>> 20 Aug 2004
Super Mac!
When a newspaper generally follows the government line as slavishly as the Belfast Telegraph does, the articles of Lindy McDowell always provide a useful antidote to propagandistic intoxication. In today's piece, McDowell draws some useful analogies between Gibraltar and Ulster. The Rock has been festooned with Union Flags to commemorate the 300th Anniversary of British rule. Likewise, the streets of Northern Ireland will also be saturated with red, white and blue as the Province's majority community makes its feelings known about Ulster's place in the Union.
In Gibraltar 99% of the population wishes to remain British. In Northern Ireland it is, unfortunately, less (somewhere in the region of 60% when the average result of innumerable surveys is calculated). Nevertheless, fundamental similarities remain between in two in the juxtaposition of popular will versus irredentist greed. On the Rock, irredentism exists thanks to the anachronistic claims of the Spanish government; in Ulster, it comes courtesy of a selfish, self-indulgent Irish minority who believes that the British State must be overthrown (by whatever means) whilst, simultaneously, demanding undeserved 'rights' from that same state.
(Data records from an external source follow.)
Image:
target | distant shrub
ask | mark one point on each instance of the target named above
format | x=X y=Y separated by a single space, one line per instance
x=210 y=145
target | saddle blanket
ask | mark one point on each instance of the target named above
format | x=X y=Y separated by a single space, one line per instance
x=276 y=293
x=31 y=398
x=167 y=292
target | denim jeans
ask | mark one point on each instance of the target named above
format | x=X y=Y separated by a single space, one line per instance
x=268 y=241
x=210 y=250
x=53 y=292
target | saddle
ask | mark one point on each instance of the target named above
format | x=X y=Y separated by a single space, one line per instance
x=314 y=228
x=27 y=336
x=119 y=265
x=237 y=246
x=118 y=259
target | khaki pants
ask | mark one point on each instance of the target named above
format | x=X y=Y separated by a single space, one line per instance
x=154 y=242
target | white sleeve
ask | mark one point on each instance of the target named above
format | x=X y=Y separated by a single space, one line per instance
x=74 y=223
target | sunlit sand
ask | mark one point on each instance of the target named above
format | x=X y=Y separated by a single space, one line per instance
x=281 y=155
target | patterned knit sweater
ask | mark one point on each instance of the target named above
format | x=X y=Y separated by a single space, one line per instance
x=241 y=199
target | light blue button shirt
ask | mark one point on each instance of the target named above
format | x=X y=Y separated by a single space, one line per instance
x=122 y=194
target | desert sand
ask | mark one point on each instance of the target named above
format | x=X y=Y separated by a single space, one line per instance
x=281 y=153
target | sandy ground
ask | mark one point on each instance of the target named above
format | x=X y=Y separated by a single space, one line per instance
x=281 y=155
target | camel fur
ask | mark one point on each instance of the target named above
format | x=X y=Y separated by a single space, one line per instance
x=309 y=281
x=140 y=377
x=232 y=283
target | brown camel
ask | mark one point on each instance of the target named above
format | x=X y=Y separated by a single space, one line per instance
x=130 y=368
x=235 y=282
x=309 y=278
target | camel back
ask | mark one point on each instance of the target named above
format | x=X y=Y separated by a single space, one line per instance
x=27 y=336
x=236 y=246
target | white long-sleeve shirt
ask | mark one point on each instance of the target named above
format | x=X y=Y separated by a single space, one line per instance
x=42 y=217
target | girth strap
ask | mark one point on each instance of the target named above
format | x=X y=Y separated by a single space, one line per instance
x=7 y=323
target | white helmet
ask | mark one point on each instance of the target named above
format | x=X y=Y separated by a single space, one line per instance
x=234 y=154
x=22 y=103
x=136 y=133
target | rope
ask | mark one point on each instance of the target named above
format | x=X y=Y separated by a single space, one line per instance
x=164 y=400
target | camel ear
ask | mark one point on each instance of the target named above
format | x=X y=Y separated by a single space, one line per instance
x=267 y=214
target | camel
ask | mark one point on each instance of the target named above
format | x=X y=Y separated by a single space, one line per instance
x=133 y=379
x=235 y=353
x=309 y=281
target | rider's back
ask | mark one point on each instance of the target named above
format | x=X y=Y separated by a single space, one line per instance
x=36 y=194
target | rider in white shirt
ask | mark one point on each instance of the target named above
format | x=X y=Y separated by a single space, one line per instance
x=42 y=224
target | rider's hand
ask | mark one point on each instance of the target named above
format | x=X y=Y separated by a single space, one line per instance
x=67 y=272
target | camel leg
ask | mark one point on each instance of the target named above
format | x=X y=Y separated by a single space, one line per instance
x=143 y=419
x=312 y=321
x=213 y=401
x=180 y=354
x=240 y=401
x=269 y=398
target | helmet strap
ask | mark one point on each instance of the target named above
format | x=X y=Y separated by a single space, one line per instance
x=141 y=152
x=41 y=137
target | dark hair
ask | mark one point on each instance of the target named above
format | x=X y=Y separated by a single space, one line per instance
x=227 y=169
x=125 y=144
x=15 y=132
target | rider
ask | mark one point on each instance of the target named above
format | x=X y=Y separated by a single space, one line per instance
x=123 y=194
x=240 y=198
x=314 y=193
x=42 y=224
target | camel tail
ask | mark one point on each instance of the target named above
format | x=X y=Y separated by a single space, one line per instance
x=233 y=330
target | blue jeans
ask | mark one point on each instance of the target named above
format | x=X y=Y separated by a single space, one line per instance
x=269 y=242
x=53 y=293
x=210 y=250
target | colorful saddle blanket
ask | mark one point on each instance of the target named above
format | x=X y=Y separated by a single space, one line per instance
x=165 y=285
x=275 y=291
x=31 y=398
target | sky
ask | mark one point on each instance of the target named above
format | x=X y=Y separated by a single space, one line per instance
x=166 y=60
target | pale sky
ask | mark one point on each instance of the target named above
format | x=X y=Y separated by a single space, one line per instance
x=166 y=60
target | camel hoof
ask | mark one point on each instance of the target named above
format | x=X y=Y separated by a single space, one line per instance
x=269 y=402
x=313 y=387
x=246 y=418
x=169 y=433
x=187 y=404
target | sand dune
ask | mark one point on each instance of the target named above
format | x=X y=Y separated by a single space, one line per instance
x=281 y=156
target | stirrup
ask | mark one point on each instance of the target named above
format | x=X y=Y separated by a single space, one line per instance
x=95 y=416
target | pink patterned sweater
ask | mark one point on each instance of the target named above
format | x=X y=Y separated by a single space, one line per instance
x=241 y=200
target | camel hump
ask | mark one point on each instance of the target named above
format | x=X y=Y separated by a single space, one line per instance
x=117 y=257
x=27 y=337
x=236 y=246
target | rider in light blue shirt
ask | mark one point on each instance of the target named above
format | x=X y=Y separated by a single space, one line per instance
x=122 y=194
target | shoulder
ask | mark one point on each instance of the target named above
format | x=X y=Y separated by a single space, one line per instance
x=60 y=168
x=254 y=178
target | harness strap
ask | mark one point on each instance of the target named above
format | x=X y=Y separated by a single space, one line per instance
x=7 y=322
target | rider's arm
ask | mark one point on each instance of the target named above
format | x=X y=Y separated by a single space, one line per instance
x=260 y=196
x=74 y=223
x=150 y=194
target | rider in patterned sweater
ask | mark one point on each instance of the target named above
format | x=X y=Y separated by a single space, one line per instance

Sanctimonious Lefties, who would pour scorn on the justified nationalistic sentiment of the Gibraltarians and Ulster British respectively, argue that the population in Great Britain does not have to resort to such overt displays of patriotism to make the same point. This argument, of course, omits to mention the psychology of constitutional certainty enjoyed on the British mainland. Ergo, if a people's national territory is threatened in any way, the trappings of national identity become much more important and much more obvious. It is no good for the Irish and the Spanish to ridicule the so-called 'siege' mentality prevalent in the aforementioned polities: they are responsible for creating that siege in the first place!